[Zope3-dev] spelling of namespace signifiers

Thu, 06 Jun 2002 08:10:50 -0500

Before debating alternatives further, perhaps we should recap the 
*requirements* for namespace handling, and try to come to some agreement 
about their relative priorities.

Basically, the issue is that some type of "escape" is needed to distinguish 
between different namespaces in a URL path.  This escape has the following 
requirements (priorities are my perception):

* It MUST allow for the widest possible variety of content ID's within a 
container

* It MUST NOT interfere with filename extensions as seen by the browser

* It MUST NOT interfere with the file name or path as seen by the local OS 
(e.g., it should not contain OS path separator characters, or characters 
that would make it difficult to use the file.)

* It MUST NOT rely on browsers or web servers to be fully RFC-compliant in 
their handling of parameters, URL escapes, etc.

* It SHOULD BE able to be used in a single path component so that relative 
URLs are simple

* It SHOULD BE easy to read/type

* It WOULD BE NICE if it were not ugly.  :)

Have I missed anything?  Does anybody disagree with the priorities I've used?

If we can agree on the requirements, I think we can rather rapidly come to 
some kind of solid agreement on the spelling.  My concern right now is that 
we're treating everything as a MUST, and thereby running the risk of ending 
up with a Papal decree that will make everyone equally unhappy, instead of 
a solution that we can all live with, even if we're not deliriously happy.

Note, by the way, the last two requirements in the list imply that the 
characters used should not be URL-encoded by most browsers.  Steve 
Alexander's urllib test aside, there are actually several characters 
besides '_', '-', and '.' which are not URL-encoded.  urllib.quote() is 
enormously overzealous when compared to the URL RFC's as well as the actual 
browser implementations out there.  It's also arguably broken for doing 
path segments anyway since it doesn't quote '/'!  I'll address the issue of 
available characters in a seperate post, however, once I've concluded my 
review of the RFC's and done some browser tests.  So far, I think there is 
a very strong possibility that there are *many* "nice", non-ugly characters 
we can use.

What I intend to do is create a small "test suite" of directories and pages 
with weird characters in their URLs, and with relative and absolute links 
in and among the pages.  I'll then post the URLs here for people to test 
against "non-mainstream" browsers, and see what ends up being quoted.  I'll 
include URLs that will do server-side redirects and client-side 
meta-refreshes, and maybe even a JavaScript location-setting or two.
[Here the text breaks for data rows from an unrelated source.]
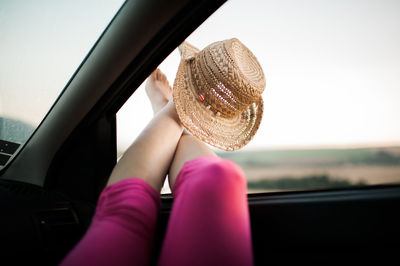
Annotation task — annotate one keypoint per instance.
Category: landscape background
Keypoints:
(304, 169)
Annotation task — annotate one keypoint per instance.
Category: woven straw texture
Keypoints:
(217, 93)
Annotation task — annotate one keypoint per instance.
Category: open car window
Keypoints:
(331, 107)
(42, 45)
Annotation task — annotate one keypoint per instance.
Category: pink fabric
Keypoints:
(209, 222)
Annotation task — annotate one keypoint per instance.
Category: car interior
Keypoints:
(50, 185)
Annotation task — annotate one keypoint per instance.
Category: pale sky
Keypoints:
(332, 67)
(332, 71)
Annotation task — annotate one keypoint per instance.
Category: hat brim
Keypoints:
(224, 133)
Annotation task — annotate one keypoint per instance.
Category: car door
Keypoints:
(50, 186)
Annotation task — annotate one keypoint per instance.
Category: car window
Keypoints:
(331, 104)
(42, 44)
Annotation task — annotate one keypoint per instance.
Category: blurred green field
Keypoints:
(316, 157)
(282, 170)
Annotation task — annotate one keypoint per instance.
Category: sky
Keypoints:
(332, 70)
(332, 67)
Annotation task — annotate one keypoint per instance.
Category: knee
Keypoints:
(223, 174)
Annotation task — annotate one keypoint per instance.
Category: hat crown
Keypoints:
(228, 76)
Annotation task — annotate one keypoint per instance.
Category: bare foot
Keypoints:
(158, 90)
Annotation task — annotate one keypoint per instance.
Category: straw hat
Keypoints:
(217, 93)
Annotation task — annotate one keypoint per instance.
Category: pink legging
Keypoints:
(209, 222)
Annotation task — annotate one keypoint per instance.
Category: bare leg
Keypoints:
(150, 155)
(189, 148)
The characters used in names will strictly be for testing of whether the 
URL's can be retrieved correctly, and whether they end up quoted in the 
browsers' location bars, NOT proposals for syntax.  Once we know our 
working character set, we can THEN hash out proposals for actually *using* 
the characters.  (We'll also need to weed out any OS-unfriendly characters, 
such as maybe '*'.)

How does that sound?  Oh, and by the way, do we need these to work for FTP 
or any other URL schemes besides HTTP?  Please let me know so I can include 
them in the test suite if possible.  Thanks!